Apesar da tendência crescente das sondagens em prever a maioria absoluta do PS, a importância do tal eleitorado flutuante parece ter-se tornado verdadeiramente decisiva, tendo até em conta, por exemplo, que nele se incluem votantes mais sintonizados afectivamente com a área socialista mas receosos dos eventuais “excessos” das maiorias absolutas (os tais “excessos” que os portugueses não gostam, como chegou a admitir António Costa numa entrevista e provocando uma reacção muito crispada de José Sócrates).
Sendo a flutuação aparentemente mais fácil entre as águas mais à esquerda do PS e as do Bloco, é natural que seja aí que a transferência de votos – num sentido ou noutro – se revele mais abundante. Isso explica, de resto, os sucessivos arrufos entre Catarina Martins e António Costa (que cultiva, pelo contrário, uma proximidade afectuosa com Jerónimo de Sousa) ou as recentes declarações de Catarina sobre as raízes sociais-democratas do Bloco. Mas há outro fenómeno que ameaça ganhar proporções inéditas entre o tal eleitorado flutuante: o PAN. É o partido que melhor tem conseguido impor a sua agenda nos debates (como aqueles que opuseram André Silva a Rui Rio e António Costa), escapando aos temas mais incómodos ou tradicionais, como a saúde e as questões económicas.
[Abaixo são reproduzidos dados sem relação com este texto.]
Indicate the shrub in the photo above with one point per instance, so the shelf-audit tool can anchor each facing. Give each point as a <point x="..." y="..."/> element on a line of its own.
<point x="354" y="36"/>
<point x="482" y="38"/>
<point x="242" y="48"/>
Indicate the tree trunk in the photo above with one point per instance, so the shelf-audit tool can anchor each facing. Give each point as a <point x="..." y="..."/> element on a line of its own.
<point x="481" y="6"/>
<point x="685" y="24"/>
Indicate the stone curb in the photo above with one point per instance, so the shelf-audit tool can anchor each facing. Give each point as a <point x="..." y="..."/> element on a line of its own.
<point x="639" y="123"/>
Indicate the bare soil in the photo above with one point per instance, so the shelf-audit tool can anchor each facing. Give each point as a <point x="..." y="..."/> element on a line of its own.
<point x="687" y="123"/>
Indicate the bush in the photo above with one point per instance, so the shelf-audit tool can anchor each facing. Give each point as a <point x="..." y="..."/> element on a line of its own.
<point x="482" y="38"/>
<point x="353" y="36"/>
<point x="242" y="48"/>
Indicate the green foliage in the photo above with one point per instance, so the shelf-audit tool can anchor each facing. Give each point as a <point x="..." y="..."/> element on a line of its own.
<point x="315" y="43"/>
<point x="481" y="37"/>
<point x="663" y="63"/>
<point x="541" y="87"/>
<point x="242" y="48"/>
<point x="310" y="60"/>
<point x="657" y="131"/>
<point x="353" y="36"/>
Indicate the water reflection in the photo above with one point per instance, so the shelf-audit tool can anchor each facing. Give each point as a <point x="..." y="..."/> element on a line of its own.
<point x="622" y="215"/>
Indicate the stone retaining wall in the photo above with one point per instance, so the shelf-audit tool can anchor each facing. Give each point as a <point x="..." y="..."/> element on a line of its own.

Outro aspecto relevante do fenómeno PAN é que, apesar das acusações de “fundamentalismo animalista” e de comportamento de seita que lhe são feitas, parece ser o voto mais pacífico para o eleitorado flutuante que encara com reservas a maioria absoluta do PS. António Costa não foi, aliás, indiferente a essa inclinação, quase elegendo o PAN como seu aliado preferencial, num cenário em que a velha “geringonça” seria dispensável.
A angústia da maioria absoluta está a condicionar o comportamento do eleitorado flutuante, em função da escolha dos partidos mais compatíveis e “aliáveis” com o inevitável vencedor das próximas eleições.
É um aviso à navegação (já à vista por esse mundo fora): com o crescimento do eleitorado flutuante, a tradição das escolhas democráticas e a identificação com os programas partidários tenderão a diluir-se em votos tácticos e de circunstância. Até ao momento em que se tornará indispensável reinventar a democracia – ou, como alternativa, a deixarmos agonizar num mero formalismo sem alma.